Inviting open and honest communication among all employees and your management team will allow you to get useful feedback that can be applied to DEI decisions moving forward. Ask employees whether they feel particular efforts or policies are helpful or not. And if you hear that they’re not, accept that feedback and try something else.

The benefits of supporting diversity in the workplace

Promoting diversity and inclusion in the workplace helps both employers and employees. In addition to reducing employee turnover and benefiting from different skills and strengths among team members, studies show that organizations with a diverse workforce also benefit financially and are more productive and effective:

  • A 2015 McKinsey report of 366 companies found that those in the “top quartile for racial and ethnic diversity [were] 35% more likely to have financial returns above their respective national industry medians.”
  • A Harvard Business Review study found that higher cognitive diversity resulted in faster problem-solving and higher performance levels.
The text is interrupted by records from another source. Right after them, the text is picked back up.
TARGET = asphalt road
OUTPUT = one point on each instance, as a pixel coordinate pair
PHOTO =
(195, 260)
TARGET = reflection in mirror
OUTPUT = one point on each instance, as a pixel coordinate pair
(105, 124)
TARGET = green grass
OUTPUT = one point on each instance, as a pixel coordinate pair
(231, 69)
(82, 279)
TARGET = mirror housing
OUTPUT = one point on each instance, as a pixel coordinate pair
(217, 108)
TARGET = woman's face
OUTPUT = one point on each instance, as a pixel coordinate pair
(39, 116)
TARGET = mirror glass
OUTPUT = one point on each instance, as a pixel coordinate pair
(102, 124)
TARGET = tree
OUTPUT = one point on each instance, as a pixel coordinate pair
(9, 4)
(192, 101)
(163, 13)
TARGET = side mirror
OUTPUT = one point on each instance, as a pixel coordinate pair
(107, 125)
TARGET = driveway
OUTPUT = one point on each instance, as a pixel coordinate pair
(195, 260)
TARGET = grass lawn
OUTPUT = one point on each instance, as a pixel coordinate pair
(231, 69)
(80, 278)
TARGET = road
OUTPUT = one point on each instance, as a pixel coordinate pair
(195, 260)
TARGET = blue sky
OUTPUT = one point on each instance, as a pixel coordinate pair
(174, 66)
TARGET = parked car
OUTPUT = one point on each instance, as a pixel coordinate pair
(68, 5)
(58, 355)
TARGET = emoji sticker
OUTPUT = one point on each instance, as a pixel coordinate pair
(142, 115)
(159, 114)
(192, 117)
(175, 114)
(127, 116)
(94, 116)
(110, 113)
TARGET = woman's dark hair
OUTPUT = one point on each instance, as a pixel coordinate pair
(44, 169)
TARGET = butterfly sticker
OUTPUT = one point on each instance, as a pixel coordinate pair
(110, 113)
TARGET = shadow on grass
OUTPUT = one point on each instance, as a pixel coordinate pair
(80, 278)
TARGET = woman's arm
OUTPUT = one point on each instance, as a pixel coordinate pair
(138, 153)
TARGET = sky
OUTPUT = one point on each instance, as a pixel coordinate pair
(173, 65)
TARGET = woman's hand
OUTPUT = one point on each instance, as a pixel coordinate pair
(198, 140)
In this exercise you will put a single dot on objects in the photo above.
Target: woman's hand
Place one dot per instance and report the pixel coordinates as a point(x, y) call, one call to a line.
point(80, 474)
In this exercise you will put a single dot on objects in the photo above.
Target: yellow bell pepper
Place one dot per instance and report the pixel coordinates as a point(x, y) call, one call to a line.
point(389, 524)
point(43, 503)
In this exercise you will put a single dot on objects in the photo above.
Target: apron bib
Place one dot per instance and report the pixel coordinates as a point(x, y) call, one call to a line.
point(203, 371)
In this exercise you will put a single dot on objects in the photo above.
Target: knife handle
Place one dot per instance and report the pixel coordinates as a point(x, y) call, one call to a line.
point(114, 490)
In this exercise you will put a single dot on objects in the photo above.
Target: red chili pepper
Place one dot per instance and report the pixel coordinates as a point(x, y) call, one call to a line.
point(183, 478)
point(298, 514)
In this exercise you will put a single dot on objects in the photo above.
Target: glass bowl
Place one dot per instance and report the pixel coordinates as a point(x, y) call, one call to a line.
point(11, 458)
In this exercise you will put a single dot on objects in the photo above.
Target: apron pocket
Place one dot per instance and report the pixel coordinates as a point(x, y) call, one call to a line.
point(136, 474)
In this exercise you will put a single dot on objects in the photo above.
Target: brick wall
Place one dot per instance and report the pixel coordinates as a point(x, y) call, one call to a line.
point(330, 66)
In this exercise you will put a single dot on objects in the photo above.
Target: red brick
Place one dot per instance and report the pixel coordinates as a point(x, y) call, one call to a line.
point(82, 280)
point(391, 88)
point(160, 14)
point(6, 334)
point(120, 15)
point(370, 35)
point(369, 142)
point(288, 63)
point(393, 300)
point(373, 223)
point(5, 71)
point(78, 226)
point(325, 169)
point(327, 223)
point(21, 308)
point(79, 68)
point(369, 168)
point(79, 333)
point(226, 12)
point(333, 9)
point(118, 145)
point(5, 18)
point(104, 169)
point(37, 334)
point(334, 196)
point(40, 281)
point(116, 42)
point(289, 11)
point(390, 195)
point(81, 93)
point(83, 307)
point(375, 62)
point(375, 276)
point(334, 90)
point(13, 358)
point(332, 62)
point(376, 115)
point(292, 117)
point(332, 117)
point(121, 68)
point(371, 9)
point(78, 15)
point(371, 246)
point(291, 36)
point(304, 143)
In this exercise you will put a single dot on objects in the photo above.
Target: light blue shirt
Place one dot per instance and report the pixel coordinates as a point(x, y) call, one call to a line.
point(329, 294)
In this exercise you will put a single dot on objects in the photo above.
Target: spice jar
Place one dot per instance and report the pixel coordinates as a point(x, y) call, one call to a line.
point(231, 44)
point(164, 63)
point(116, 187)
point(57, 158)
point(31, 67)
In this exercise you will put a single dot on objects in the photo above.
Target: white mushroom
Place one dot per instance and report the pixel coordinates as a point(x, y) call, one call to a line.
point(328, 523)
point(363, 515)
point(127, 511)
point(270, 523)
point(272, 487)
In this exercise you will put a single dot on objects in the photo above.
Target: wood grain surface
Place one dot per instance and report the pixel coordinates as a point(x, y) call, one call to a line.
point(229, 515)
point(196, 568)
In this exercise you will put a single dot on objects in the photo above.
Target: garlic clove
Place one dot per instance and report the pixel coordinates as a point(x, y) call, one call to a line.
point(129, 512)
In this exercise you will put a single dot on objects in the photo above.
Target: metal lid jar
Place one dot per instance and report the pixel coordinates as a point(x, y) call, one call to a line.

Managers and members of your hiring/recruiting team have the opportunity to empower marginalized and underrepresented groups, create positive and lasting change in their companies, and act as leaders in their communities. Additional benefits of diversity in the workplace include:

  • More creativity and innovation
  • Better decision-making
  • A better reputation
  • Better productivity and employee performance
  • Higher employee retention rates
  • Improved marketing and customer service
benefits of diversity in the workplace

Measuring your diversity initiatives

What gets measured gets improved. If you don’t know where you currently stand, put together some numbers. How many employees from any given diversity trait do you have on your team? Do you have members from different groups at the management and executive levels? Do you have a mentoring program, and do you have women, employees of color, and people of different physical and cognitive abilities as part of it?

Sit down with your diversity management and hiring teams and ask these questions. Gather your data, set clear goals, determine benchmarks, and allocate resources for improvement. Have a measurement plan in place for your DEI initiative and outline each KPI that will determine the initiative’s success.

The more time and energy you invest, the more likely you are to enjoy the benefits of promoting diversity in the workplace.